1) Max Boot, “This isn’t just Ukraine’s war. It’s our war, too. Act accordingly,” Washington Post, June 20, 2022 (7:00 a.m. EDT);


2) Ricard González, “La calle árabe no simpatiza con Ucrania; La mayoría de gobiernos de países musulmanes, incluidos algunos aliados tradicionales de Washington, mantienen una posición ambigua sobre el conflicto,” El apaís, el 17 de agosto 2022 (23:40 EDT);

3) Ricard González, “The Arab street does not sympathize with Ukraine; Most governments of Muslim countries, including some traditional Washington allies, maintain an ambiguous position on the conflict, El País, el 17 de agosto 2022 (11:40 PM EDT);


We have a civilization to defend, and it must be fiercely defended also against those who countenance the triumph of evil by looking the other way.

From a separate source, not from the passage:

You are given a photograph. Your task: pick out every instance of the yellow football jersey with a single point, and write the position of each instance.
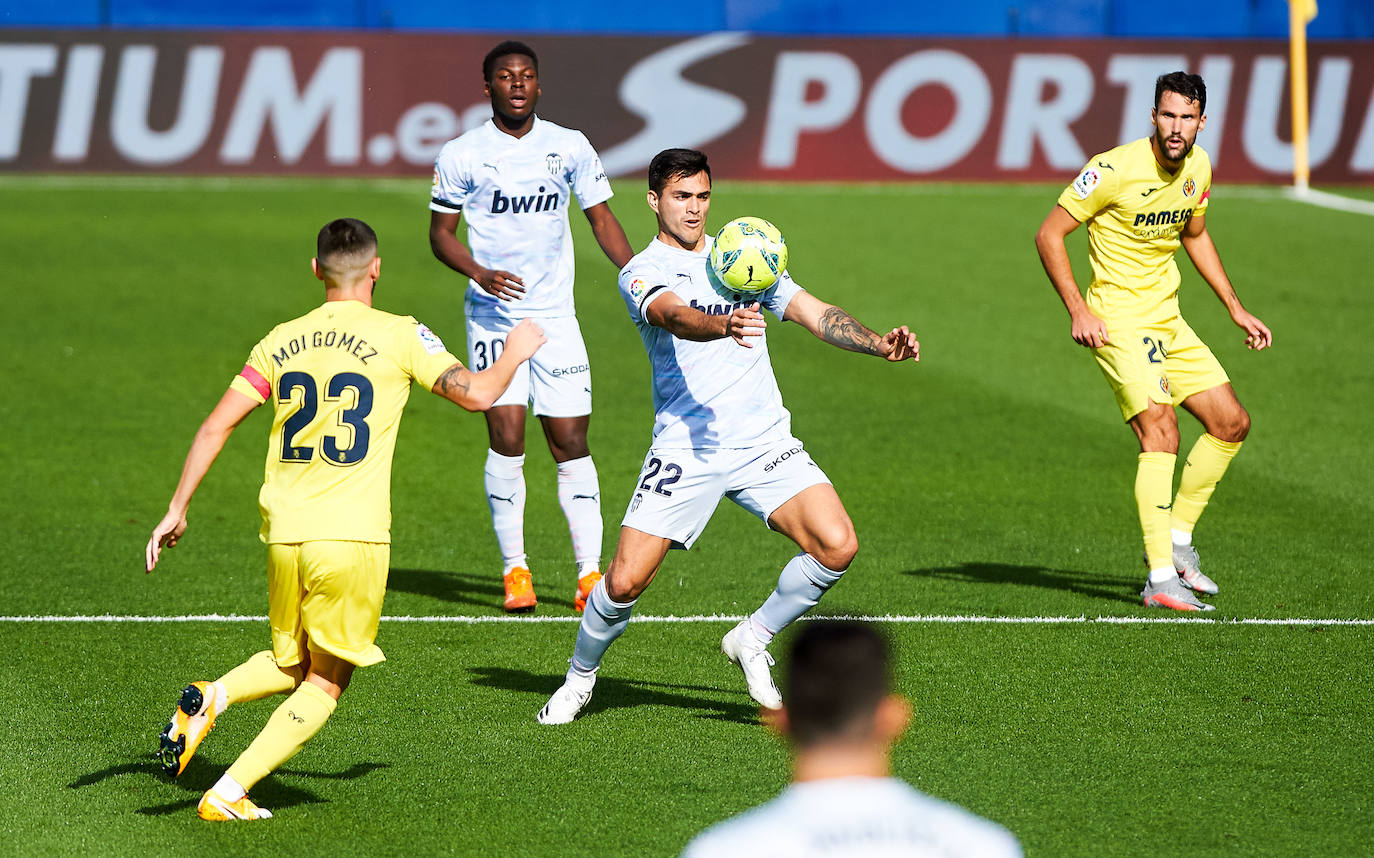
(1135, 212)
(338, 378)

Turkey is a NATO member which is trying to osit on the fence in the conflict between Russia, Ukraine and the West. Currently they are blocking rapid Swedish and Finnish membership in NATO.

Two can play at this game.

If Turkey can’t see its way to welcoming Sweden and Finland into a strengthened NATO alliance, as Russia is invading Ukraine, it’s time for the U.S. and other NATO countries to start playing hardball with Erdogan.

If for Turkey NATO is purely a transactional affair, it’s time for NATO countries to start charging for those transactions.

Maybe the U.S. could start moving some of its air base activities in Turkey to Greece or Bulgaria.

Turkey needs to know that if it blocks Sweden and Finland from NATO accession, it is going to have huge problems with the U.S. and other NATO countries.

A good place to start would be with visas.


Letter to Fence-Sitters

It is time for the U.S., NATO and EU countries, and other allies and supporters of Ukraine, to start playing hardball with all the other countries which pretend to look the other way as Russia invades and seeks to conquer parts (all?) of Ukraine by sheer military force.  This assault includes the systematic  commission of barbaric war crimes not seen on this scale since World War II.

We have a civilization to defend, and it must be fiercely defended also against those who countenance the triumph of evil by looking the other way.

All civilized countries should condemn Russia’s invasion of Ukraine and its wanton and systematic atrocities against civilians and civilian targets.

The Russian assault on Ukraine amounts to a frontal assault on both the U.N. Charter and international humanitarian law (the law of war).

Countries must now be forced to choose: either you support our civilizational project, our United Nations Charter and international humanitarian law, or you can side with the aggressor, Russia, and the barbarism of its attacks on civilian targets.

You must either condemn Russia for these actions, and join the international sanctions against Russia, or we will make you pay the price.

We will increase tariffs and limit your access to our markets, and restrict your access to key technological inputs to your manufacturing processes.

If you think your acquiescence in Russia’s invasion of Ukraine and atrocities against its people is cost-free, think again.

We will impose costs on you for your cowardice, for your indifference to our civilization and the United Nations Charter and international law which represent its crowning achievements.

We will impose heavy costs on you for siding, in effect, with evil.

If you take the side of the barbarians, we will over time treat you also as barbarians.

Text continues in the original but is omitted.